I often wonder how this might be different if regulators were also part of the mission to drive the radical change in public service that we need, and were themselves assessed on how they are incentivising that and helping to create the right conditions for innovation.
- Remember that collective buying power only works if you show you mean it
One of my unresolved frustrations from my time in local government was how often I’d hear discussion about how we should use our collective buying power to push our suppliers to give us more competitive pricing, and then the collective surprise and disappointment to discover that the changes were only ever in an upwards direction.
While local authorities do have significant spending power (a large London council will turnover something upwards of £1Bn each year – although a lot of that is money that is paid out directly through benefits, schools grants etc), using that to achieve actual bargaining power over the market requires a real and visible willingness to buy differently. Sadly, much of the supplier market (especially the technology market) is very narrow and as a sector there is a real need to shift that.
Procurement routes like the Digital Marketplace and G-Cloud have made a big difference, but they need continued care and attention to make sure they’re still working successfully to bring in a wide range of potential partners. But the single biggest thing needed is for councils to challenge the status quo and show they will take purposeful action to bring in new suppliers and create conditions where embedded suppliers know they can’t be complacent.

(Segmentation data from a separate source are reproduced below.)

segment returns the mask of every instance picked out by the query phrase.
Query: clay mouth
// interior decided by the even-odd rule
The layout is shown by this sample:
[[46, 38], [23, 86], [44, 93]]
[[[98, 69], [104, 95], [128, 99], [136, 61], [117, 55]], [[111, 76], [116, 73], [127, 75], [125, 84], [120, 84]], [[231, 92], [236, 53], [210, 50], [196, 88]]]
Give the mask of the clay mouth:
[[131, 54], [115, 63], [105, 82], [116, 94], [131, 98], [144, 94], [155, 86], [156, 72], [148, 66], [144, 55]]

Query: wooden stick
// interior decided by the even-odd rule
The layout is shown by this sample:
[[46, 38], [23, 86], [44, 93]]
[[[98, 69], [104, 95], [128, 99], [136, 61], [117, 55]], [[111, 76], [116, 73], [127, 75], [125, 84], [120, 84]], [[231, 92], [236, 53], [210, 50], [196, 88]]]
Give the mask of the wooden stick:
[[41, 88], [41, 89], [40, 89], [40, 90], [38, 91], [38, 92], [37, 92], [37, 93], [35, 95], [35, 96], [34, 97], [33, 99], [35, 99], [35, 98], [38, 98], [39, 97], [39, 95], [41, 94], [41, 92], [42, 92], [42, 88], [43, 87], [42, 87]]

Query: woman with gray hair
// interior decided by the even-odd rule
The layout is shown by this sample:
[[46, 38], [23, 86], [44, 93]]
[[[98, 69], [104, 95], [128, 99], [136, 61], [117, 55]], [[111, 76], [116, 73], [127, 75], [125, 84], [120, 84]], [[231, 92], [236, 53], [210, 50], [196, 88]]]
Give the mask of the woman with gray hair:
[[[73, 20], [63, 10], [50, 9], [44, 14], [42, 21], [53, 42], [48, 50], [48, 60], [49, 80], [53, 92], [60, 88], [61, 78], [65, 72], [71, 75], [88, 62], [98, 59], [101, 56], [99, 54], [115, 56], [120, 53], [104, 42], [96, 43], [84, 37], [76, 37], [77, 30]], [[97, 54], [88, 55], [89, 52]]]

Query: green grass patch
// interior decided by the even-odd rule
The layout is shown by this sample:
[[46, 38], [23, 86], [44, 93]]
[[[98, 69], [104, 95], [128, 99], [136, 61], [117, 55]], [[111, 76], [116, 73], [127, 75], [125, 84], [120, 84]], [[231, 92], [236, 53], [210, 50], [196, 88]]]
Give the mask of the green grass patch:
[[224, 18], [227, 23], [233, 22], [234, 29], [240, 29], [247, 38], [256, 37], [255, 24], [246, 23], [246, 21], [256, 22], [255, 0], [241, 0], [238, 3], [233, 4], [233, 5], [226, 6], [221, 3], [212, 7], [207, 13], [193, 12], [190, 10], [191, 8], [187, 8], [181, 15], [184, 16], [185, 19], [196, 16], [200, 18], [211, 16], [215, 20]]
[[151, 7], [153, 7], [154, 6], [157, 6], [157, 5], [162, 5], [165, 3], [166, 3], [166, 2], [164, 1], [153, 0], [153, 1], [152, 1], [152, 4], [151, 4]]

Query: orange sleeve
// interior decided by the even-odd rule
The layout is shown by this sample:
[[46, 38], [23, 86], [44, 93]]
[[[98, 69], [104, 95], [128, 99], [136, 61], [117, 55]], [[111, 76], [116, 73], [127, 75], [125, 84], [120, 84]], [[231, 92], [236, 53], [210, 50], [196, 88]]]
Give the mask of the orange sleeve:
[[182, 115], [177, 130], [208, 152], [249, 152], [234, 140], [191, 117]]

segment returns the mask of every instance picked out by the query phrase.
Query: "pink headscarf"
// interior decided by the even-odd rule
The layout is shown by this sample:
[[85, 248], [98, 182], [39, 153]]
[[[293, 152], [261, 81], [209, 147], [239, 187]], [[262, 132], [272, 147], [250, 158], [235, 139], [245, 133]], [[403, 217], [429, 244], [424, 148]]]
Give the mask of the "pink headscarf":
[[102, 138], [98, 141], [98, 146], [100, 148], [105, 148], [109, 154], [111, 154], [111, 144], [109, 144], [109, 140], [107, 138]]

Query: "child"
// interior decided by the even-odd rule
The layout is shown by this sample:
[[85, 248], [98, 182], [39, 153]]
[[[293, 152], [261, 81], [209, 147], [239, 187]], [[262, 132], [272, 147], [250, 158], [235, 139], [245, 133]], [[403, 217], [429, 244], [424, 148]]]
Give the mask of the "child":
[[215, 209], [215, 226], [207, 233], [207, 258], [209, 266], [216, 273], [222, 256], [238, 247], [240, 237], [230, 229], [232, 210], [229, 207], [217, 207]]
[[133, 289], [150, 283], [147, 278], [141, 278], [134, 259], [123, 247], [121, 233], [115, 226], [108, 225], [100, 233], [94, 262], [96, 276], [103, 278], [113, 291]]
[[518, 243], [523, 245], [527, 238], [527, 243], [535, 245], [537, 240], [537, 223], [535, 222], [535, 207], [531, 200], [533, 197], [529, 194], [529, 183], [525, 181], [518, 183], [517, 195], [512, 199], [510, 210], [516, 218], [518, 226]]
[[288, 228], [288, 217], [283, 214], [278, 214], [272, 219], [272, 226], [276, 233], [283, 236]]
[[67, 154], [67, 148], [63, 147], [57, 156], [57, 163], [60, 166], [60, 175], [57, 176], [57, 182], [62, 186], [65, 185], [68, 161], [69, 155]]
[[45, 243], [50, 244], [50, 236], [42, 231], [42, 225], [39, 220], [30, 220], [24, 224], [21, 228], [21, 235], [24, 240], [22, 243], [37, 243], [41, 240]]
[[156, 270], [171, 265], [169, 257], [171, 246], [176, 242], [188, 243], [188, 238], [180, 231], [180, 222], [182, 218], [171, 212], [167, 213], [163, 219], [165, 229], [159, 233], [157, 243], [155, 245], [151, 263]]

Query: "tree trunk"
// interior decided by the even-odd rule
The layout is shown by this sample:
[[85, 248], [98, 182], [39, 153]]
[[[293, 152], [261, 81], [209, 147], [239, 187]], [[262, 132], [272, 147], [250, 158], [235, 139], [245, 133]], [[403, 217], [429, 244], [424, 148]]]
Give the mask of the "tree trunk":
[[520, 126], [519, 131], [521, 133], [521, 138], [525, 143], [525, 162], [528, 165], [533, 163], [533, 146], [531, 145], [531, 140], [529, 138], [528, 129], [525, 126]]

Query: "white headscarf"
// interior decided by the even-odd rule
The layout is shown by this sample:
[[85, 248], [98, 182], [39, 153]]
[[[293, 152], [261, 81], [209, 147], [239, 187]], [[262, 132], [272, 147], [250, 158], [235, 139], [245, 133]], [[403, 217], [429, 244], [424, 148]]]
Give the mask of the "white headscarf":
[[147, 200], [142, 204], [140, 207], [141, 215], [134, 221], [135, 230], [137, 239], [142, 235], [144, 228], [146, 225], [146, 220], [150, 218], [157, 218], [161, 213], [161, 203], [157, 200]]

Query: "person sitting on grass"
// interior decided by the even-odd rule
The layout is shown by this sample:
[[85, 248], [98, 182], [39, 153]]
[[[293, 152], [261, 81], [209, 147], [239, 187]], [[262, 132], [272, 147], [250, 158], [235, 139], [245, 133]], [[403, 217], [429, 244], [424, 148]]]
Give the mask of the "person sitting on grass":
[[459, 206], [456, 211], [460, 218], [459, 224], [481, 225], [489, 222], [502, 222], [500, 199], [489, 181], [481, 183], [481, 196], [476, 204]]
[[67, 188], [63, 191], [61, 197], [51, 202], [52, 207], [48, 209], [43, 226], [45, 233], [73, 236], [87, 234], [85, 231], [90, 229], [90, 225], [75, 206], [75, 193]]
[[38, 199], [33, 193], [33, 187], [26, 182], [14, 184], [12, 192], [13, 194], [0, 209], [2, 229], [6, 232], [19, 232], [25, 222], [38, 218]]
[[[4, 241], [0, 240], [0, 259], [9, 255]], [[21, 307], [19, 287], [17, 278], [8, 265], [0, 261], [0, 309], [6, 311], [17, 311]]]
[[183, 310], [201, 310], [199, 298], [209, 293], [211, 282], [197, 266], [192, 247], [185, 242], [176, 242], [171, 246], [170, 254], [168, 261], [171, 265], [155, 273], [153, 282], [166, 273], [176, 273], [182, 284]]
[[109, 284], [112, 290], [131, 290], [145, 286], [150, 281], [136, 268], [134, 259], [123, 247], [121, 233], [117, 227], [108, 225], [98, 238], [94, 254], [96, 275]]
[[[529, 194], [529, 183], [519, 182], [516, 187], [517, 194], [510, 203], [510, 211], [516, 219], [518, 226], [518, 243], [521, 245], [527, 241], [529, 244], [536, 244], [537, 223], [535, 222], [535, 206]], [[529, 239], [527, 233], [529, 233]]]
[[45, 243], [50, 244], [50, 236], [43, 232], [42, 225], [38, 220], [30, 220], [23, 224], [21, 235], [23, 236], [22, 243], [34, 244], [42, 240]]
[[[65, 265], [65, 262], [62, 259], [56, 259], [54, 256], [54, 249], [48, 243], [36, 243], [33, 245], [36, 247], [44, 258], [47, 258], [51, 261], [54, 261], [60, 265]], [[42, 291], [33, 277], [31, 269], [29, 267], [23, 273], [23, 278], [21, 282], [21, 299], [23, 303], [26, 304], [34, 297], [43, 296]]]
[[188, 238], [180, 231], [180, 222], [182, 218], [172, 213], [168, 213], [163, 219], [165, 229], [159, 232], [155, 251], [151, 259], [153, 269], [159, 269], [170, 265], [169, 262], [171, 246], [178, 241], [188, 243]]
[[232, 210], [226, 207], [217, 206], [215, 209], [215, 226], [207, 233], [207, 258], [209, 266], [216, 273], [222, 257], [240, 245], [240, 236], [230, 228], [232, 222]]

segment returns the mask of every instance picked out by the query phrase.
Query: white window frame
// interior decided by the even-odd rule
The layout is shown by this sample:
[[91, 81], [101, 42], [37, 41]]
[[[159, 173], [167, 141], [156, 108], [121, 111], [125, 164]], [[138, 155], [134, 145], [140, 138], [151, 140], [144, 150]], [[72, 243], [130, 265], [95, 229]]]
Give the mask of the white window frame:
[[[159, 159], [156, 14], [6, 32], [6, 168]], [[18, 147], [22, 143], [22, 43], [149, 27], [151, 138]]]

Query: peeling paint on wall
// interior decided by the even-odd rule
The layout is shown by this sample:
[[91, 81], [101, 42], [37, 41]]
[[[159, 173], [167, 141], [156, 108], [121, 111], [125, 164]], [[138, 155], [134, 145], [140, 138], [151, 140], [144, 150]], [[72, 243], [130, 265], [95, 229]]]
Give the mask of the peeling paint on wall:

Technology wasn’t solved in 2005. It continues to surprise me that so many assumptions are made which forget that we were able to innovate in the past and how often what is taken as read now was once innovative. There is a real need to relearn the willingness to be radical.
None of these lend themselves to an exciting rallying cry or press release, but together I think they would make a huge contribution to tackling the underlying barriers to delivering the services that our citizens truly deserve.